If you type ‘Manchester United’ on Google, one of the top searches will be the question about the origins of the club’s ‘Red Devils’ nickname.
The story of the moniker is actually quite tragic — but it worked out well in the end and was even approved by Sir Matt Busby himself.
In the early years, the club — then called Newton Heath Football Club — were mostly known as ‘The Heathens’. After renaming themselves as Manchester United in 1902, they were simply referred to as ‘United’.
Starting from 1945, when the one and only Sir Matt Busby took over and began his revolution, the press started calling the club ‘The Busby Babes’ following an introduction of a wealth of youth players into the side.
The Munich Tragic Incident
The tragic Munich Air Disaster of 1958, which claimed 23 lives — including 8 players — changed the history of the club forever. Thus, the nickname ‘The Busby Babes’ turned into a painful memory for everyone and had to be retired.

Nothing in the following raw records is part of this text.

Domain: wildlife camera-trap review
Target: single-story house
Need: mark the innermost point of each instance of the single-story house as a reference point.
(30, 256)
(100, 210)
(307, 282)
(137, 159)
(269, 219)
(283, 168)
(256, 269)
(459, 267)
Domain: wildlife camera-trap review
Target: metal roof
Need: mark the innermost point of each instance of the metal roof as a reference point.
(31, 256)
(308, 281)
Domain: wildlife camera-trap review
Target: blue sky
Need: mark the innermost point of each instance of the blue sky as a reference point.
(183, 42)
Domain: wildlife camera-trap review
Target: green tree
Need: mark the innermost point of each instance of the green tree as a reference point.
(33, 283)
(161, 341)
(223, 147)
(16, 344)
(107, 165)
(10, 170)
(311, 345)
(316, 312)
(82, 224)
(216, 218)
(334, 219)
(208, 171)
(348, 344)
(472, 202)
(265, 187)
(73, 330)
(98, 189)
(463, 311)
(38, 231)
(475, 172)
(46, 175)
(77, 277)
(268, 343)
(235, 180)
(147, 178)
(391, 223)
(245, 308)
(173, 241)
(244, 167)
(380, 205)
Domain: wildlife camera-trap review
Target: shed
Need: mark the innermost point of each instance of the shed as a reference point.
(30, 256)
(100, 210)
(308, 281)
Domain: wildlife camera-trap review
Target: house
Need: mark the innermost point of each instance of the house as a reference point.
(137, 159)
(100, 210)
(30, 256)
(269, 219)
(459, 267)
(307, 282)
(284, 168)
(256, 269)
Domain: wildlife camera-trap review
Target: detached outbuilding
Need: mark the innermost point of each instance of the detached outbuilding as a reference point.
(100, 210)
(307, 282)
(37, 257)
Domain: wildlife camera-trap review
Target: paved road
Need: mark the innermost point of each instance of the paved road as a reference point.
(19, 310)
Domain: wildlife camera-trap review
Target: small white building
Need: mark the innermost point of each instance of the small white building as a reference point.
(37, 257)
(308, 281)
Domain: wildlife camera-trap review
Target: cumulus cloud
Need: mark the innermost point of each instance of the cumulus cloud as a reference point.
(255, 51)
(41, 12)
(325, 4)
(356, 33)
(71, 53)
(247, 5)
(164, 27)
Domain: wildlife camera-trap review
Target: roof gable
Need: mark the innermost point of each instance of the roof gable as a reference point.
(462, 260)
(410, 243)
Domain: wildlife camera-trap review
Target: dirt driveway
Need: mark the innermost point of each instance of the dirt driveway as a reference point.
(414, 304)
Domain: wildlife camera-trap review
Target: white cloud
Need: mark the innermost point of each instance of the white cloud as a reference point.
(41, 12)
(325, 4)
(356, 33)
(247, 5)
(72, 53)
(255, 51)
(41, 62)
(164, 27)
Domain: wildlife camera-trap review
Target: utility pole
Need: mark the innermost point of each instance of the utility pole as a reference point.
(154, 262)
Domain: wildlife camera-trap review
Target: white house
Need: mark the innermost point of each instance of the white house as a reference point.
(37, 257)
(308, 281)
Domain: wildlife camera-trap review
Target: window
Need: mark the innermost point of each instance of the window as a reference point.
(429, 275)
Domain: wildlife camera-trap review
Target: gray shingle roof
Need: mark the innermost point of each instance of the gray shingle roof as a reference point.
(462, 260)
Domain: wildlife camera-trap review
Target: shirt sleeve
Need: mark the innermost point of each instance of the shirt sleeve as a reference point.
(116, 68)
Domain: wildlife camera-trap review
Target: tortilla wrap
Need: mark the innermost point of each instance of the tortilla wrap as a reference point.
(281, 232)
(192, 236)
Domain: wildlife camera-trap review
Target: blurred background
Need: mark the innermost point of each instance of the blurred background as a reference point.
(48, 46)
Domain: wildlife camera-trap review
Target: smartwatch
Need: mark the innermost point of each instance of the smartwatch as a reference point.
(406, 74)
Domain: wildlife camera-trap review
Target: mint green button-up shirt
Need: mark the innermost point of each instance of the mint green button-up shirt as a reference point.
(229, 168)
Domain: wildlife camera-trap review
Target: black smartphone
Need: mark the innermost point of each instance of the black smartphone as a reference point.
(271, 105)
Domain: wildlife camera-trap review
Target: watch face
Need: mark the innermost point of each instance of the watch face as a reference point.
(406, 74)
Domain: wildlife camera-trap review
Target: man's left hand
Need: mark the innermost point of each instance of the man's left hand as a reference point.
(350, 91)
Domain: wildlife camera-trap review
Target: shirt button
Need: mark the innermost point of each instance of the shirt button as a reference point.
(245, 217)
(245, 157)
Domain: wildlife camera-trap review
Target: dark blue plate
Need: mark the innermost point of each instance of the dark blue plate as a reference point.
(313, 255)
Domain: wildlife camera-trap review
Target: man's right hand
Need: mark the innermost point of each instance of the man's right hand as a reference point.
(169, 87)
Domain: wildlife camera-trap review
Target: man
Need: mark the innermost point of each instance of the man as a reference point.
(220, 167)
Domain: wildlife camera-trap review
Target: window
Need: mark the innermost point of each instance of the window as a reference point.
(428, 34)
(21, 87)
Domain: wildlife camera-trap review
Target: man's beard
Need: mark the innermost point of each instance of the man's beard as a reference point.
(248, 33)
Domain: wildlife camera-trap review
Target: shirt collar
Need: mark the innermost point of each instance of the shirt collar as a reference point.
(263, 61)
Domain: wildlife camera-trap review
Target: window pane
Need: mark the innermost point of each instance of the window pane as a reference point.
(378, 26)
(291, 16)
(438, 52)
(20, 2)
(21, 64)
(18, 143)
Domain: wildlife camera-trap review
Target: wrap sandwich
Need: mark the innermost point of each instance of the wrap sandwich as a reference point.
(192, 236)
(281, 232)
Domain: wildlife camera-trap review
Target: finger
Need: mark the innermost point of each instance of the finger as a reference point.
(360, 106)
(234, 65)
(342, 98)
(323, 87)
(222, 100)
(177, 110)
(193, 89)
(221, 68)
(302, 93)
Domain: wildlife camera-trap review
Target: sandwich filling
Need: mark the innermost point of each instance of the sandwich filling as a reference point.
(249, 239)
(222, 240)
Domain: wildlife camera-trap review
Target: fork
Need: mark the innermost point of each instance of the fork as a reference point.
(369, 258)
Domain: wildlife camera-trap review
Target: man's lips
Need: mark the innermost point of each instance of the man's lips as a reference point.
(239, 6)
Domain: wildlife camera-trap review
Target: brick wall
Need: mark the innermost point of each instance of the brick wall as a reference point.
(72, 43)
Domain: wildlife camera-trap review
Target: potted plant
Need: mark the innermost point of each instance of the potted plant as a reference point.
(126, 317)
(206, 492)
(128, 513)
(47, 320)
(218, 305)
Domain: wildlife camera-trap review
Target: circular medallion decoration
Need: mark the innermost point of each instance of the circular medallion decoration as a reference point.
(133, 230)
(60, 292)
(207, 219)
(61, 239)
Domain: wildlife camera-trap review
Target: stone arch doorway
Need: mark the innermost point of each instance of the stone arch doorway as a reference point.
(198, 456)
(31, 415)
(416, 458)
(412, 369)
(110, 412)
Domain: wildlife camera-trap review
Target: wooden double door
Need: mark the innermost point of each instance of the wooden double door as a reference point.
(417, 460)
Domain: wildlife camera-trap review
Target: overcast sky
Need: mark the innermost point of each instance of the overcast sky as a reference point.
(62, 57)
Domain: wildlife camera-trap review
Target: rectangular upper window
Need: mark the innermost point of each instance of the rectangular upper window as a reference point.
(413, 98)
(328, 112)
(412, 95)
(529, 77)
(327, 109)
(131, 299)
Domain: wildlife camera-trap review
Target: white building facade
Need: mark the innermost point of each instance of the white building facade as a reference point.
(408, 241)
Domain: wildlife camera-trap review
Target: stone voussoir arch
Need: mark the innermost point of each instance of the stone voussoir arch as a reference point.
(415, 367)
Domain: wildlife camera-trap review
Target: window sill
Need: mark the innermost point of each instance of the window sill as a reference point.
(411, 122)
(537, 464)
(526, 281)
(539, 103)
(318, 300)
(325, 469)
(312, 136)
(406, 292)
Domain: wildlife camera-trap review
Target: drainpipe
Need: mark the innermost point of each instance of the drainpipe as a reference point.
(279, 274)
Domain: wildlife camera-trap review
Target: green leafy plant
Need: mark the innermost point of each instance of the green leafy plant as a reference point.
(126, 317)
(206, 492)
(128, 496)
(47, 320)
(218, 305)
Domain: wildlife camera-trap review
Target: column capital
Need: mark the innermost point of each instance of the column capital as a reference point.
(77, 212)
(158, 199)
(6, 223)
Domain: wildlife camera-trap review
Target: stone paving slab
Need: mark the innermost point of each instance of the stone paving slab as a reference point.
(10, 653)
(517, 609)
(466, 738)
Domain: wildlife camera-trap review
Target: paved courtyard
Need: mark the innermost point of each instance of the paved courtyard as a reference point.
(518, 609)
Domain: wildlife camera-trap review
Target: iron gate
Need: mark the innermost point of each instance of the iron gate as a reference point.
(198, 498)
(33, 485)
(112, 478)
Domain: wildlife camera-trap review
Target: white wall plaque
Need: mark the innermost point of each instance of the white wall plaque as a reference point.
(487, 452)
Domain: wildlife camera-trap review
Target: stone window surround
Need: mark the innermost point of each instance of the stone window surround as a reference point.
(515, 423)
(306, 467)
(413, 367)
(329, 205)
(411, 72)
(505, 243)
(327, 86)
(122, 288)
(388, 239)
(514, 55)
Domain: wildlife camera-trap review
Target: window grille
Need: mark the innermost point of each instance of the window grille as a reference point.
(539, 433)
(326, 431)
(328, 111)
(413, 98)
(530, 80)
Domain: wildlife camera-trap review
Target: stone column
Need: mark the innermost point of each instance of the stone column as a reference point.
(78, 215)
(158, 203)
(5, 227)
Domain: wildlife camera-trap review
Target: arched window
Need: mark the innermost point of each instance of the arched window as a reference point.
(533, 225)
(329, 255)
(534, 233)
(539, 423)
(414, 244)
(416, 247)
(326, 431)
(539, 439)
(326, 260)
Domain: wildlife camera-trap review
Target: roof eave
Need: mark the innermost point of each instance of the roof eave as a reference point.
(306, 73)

Just a month after the Munich tragedy, local rugby club Salford played a match at Old Trafford. Referred to by the fans as the ‘Red Devils’ (a name given to them by the French press, originally ‘Les Diables Rouges’), they inspired Busby.
The legendary manager started applying the moniker his side, believing it to be more intimidating than the innocent (and now painful) ‘Busby Babes’. Busby built another winning side at Old Trafford and the nickname the ‘Red Devils’ stuck.